Risks That Could Slow AWS Growth
The $600 billion projection is not without offsetting risks. AWS has faced reliability concerns, including outages in the Middle East region, and renewed antitrust scrutiny of Amazon’s broader business practices could create regulatory friction for the cloud unit. The $200 billion capital expenditure commitment for 2026 also introduces execution risk: large infrastructure builds of that scale require sustained demand to justify the return on invested capital, and enterprise cloud procurement cycles can slow during periods of macroeconomic tightening.
A user posting in a widely followed Reddit thread, summarised the tension directly: “AWS at 14% CAGR to $600B assumes no macro shock, no competitive displacement, and no regulatory intervention for a decade. That’s a lot of assumptions to price in.”

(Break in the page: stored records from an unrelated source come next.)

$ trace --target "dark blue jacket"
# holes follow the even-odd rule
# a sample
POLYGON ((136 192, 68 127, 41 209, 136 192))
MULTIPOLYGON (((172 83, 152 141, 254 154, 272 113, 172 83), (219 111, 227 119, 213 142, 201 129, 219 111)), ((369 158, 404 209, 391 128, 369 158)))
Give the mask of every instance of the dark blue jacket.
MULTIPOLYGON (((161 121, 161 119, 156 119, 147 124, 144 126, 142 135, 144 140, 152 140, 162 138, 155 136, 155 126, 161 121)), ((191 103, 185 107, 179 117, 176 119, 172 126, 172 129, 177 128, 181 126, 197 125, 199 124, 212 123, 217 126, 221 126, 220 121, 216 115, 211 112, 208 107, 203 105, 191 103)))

The tech sector broadly continues to be pulled forward by AI breakthroughs, cloud computing adoption, semiconductor supply constraints, and cybersecurity investment cycles. Each of those forces creates tailwinds for AWS, but none of them operates exclusively in Amazon’s favour. Google Cloud and Oracle are equally positioned to benefit from enterprise AI adoption, and both are spending aggressively to ensure they do.
For investors weighing Amazon’s stock against that backdrop, the core question is whether AWS’s current growth rate, its partnership depth with Anthropic and OpenAI, and its $200 billion infrastructure commitment represent a durable competitive moat, or whether the AI infrastructure market is large enough to produce multiple winners at scale.